My Lords, I am not sure whether that was a question or just an observation on what I said. But if the noble Lord is asking whether I will look at that report and take it seriously then, as he rightly says, it is a respected committee and of course we take its views very seriously, as indeed we do the views of noble Lords around the House.
My Lords, the Minister did not respond to my request about the funding of the VOA. It seems at the moment unlikely to have sufficient resources to carry out the job that the Government wish it to do.
My Lords, I apologise for missing that point. I am not sure whether it was made when I slipped out—it conceivably was—but it is a fair point anyway. If I may, I will write to the noble Lord about it and copy that to other noble Lords who participated in the debate.
My Lords, I am extremely grateful to the Minister for the comprehensive answer he has given to the Motion. I am also most grateful to all other noble Lords who have spoken in this short debate. I would never go so far as to try to question matters of reasonableness and accuracy, or to cross swords with the noble and learned Lord, Lord Hope, especially as he is the Convenor of our Cross-Bench group—and a much cherished and honoured Convener as well.
However, two things come out of this. First, there is an urgent need to sort out CCA online. I am particularly grateful to the Minister for inviting me to discuss the process issues, because they are numerous.

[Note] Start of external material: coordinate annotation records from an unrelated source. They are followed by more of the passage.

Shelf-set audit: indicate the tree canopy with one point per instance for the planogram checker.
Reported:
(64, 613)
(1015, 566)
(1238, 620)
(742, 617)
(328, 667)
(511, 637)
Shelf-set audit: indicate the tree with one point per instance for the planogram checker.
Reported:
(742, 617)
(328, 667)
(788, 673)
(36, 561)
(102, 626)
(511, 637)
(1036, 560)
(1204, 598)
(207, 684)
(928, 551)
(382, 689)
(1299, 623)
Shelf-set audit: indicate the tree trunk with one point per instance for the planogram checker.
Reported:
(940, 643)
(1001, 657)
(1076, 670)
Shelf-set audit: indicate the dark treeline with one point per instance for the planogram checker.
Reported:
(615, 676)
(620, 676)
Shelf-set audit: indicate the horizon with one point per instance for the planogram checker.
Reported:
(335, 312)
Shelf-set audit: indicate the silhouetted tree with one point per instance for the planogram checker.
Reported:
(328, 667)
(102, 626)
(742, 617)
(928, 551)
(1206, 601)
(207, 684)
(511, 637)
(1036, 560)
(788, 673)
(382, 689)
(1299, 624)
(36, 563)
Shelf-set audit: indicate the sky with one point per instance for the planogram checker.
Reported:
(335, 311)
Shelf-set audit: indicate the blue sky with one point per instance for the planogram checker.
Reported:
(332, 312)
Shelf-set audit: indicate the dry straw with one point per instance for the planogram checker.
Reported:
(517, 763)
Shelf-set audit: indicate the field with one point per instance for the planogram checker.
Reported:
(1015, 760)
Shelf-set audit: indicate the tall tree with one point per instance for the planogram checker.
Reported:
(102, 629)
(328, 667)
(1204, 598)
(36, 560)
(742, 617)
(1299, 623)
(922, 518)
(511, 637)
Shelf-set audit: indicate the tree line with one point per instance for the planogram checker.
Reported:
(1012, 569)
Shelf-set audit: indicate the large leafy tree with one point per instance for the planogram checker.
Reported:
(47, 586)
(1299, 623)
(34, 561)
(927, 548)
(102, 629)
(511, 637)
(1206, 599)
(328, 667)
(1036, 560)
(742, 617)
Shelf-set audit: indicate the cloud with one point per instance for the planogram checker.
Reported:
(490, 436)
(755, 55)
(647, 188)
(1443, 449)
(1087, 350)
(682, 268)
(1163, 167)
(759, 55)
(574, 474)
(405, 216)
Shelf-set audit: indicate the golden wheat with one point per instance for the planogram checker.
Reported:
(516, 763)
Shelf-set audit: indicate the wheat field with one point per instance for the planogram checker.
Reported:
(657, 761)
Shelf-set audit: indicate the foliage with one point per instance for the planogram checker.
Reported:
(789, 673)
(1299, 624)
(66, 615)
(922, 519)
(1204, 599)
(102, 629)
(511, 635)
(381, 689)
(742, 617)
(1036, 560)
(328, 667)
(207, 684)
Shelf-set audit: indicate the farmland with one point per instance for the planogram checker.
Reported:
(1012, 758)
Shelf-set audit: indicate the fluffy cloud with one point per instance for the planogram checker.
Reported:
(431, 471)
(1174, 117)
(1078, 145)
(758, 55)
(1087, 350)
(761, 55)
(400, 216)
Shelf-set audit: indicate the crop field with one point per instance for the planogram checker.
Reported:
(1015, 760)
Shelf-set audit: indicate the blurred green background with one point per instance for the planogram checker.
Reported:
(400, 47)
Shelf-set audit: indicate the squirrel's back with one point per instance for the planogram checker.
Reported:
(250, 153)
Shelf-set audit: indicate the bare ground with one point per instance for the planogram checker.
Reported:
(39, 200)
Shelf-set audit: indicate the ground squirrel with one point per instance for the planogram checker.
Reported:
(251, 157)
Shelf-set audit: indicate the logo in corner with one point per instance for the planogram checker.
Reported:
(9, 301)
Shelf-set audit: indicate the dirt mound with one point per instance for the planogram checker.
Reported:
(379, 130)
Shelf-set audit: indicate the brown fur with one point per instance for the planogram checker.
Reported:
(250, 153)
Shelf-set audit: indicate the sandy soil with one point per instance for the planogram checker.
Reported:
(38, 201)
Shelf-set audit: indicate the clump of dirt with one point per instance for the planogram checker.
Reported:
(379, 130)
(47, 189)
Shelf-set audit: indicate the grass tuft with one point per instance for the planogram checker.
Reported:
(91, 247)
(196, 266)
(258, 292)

If I could arrange to come and see him with a team of people who could explain what the issues are and why they are so grindingly irritating to ratepayers, and give such a bad impression of the whole thing, then trying to clear the air on that would be very good.
Secondly, yes, the overall system needs fixing and there is to some degree a focus on these SIs in that context. But various things follow from that: there has to be proper finance for it overall—a point mentioned by the noble Lord, Lord Beecham; there has to be a justification of the impost in absolute and relative terms, compared with other things, and we have lost sight of that a little; and there has to be in the change in the style of management. We are to some extent in this together and if the Government are serious in saying, “We are pro-business”, we cannot have a situation where businesses are set on edge by such a system. It is entirely negative and unnecessary, so there has to be a change in the style of management.
Part of the key to this is the transparency of information. As soon as people start thinking that information is being concealed from them, they become suspicious that there is some malevolence hiding behind it. The proof of the pudding will obviously be in the eating here. The whole point about a non-domestic tax, particularly since it affects so many businesses, is that it must rest on the taxpayer’s confidence that it is being dealt with efficiently, expeditiously and, above all, fairly. We should bear in mind that business rates have a long and cherished heritage. When I started dealing with rating matters back in 1975, it was one of the lowest cost and most efficient means of collecting money for local government purposes. If we do not get that right, the alternative is mounting further appeals. If this provision eliminates individual appeals and starts giving rise to a whole series of class actions, the impediment—the drag—that it will cause in the system will be the same.
This has been a very welcome opportunity to air these views. There are certain things that I dare say the Minister and I are probably destined never quite to agree on. It would be almost inconceivable if that were the case. I appreciate that an effort is being made here, but we need the financial resource and manpower to go into that to try to sort this out. If it is not sorted out, it will continue to cause us problems. Having said that, and with thanks to all noble Lords who have spoken and to the Minister, I beg leave to withdraw the Motion.